The Associate-Minister of Loot, David Carter, got very upset with MP Rodney Hide when Rodney asked to see the report. Mr Carter said it contained "nothing startling." In the sense that it confirms what all of us already know, that's right, of course; but Section 6 of the Tax Administration Amendment Act 1995 obliges all Ministers & officials of the Crown to "protect the integrity" of the tax collection system. The definition of integrity includes: "(a) Taxpayer perceptions of that integrity."

This report shows very clearly that taxpayer perceptions, based on their actual dealings with the Trirds' goons, are that the integrity is non-existent.

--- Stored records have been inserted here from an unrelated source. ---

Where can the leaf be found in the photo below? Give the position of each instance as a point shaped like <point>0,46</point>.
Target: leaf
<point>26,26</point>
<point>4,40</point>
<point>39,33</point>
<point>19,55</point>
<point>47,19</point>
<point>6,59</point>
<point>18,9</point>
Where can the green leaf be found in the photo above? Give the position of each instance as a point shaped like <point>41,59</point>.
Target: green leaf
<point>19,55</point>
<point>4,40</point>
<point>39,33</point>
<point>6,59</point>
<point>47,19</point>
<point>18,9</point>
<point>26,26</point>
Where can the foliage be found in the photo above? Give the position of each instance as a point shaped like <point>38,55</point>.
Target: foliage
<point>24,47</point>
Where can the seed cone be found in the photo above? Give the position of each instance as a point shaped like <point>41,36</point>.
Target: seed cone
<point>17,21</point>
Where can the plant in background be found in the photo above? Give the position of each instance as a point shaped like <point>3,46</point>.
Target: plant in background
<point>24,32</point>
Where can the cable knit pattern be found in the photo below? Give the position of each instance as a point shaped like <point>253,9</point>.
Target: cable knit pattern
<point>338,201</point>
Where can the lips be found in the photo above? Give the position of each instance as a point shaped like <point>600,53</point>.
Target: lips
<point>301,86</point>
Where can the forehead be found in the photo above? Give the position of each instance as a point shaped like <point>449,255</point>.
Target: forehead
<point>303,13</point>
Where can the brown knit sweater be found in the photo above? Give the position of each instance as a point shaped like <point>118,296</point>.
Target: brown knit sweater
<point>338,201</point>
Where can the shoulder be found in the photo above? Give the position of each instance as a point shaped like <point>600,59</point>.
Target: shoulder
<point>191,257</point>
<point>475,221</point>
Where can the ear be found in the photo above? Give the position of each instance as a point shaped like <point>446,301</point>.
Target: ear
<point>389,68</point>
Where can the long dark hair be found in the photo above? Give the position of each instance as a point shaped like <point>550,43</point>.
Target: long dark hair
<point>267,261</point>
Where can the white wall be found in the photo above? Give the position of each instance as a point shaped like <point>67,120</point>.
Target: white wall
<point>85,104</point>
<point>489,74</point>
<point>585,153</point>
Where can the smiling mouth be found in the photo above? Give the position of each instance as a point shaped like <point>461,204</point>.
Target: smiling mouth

Mr Carter has a statutory responsibility to be startled. If he's not startled, he should resign.

Mr Carter says Rodney should concentrate on the good things about the Trirds, like the fact that the majority of customer telephone calls are now answered within thirty seconds. Well what a stunning achievement! Dial-A-Hood, response-time is good!

The fact is, folks — we're not the Trirds' "customers," we are their victims. "Customer" is a term that designates a voluntary relationship; our relationship with the Trirds is involuntary — it is based on coercion: theirs. And as long as society has institutions that are propped up by or directly perpetrate coercion, it cannot call itself civilised. As we move from where we are to the banning of coercion & the consequent abolition of such bastions of it as the Trirds, we must demand that they at the very least behave politely in the interim & be beholden to such judicial norms as innocent till proven guilty. We must support Rodney Hide's demand for a public inquiry into their behaviour thus far, & into the police-state powers handed to them by the politicians on whose behalf they practise their thuggery. Those politicians also must be made to account for what they did. Comrade Birch, for example, will retire on $600,000 of our money expropriated by the thugs to whom he handed their current powers & whom he has dutifully protected when those powers were questioned. He must not be allowed to get away with this.

When we do achieve our freedom revolution, every last one of these bastards must be brought before a "truth commission" like the post-apartheid one in South Africa, where they must recount & recant. They have lied, bullied, stolen & murdered for too long. Government by organised crime must cease.